A brand persona can help you present your company values, personality, and benefits in a way that resonates with your current and potential customers.
While it may seem unnecessary or redundant to create a brand persona when you already have a brand identity, it’s not. A brand persona is one of the core visual elements that you and your marketing team can use to ensure a consistent representation of your brand.
This, in turn, can help you develop a trustworthy relationship with your audience and establish brand loyalty.
Because creating a brand persona is so important, we’ll walk you through the steps you can take to build a brand persona for your business.
What is a Brand Persona
A brand persona is a key visual asset that fits within your overall brand identity.
A brand persona is an avatar or imaginary person that a brand can create to represent who they are. Just as a person has unique values, language, and personality, a brand persona is a compilation of a brand’s values, voice, and personality traits.
It is your brand personified.
A brand persona doesn’t necessarily have to be a person, though. It can be a mascot, an illustration, or an animal like the Geico gecko.
However, unlike a brand personality, a brand persona should be a visual representation of the brand. And unlike a logo, it should have personality and voice.
Of course, all of these aspects of your brand should be seamlessly connected. This ensures that whatever element your customer encounters, there’s no confusion as to who your company is or what you do.

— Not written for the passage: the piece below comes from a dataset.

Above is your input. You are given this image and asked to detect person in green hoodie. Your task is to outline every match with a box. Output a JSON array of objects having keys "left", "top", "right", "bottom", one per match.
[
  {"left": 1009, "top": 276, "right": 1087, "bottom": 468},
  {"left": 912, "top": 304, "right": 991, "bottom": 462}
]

Brand Persona vs Buyer Persona
Brand personas and buyer personas are similar in that they are both visual representations of an authentic persona. Like brand personas, buyer personas have goals, values, and personality traits.
However, a brand persona is different from a buyer persona in that it reflects the attributes of your brand, not your customers. Buyer personas feature demographic information like age, location, etc., that is based on your true buyers.
Both are equally important to a successful marketing campaign, and they work together in many ways.
Think of it this way: Your buyer persona and your brand persona are friends — they communicate in the same language but have different personality traits.
Why You Need a Brand Persona
We already mentioned a few of the reasons why a brand persona is important: it can help you consistently represent your brand across all teams, and it can help you connect with your target audience segment more effectively.
Here are 3 key things a brand persona will enable you to do.
Become Recognizable
A clear brand persona helps establish who your brand is and what you’re all about. It exemplifies what makes your brand unique and helps you stand out, which can mean all the difference in a competitive marketplace.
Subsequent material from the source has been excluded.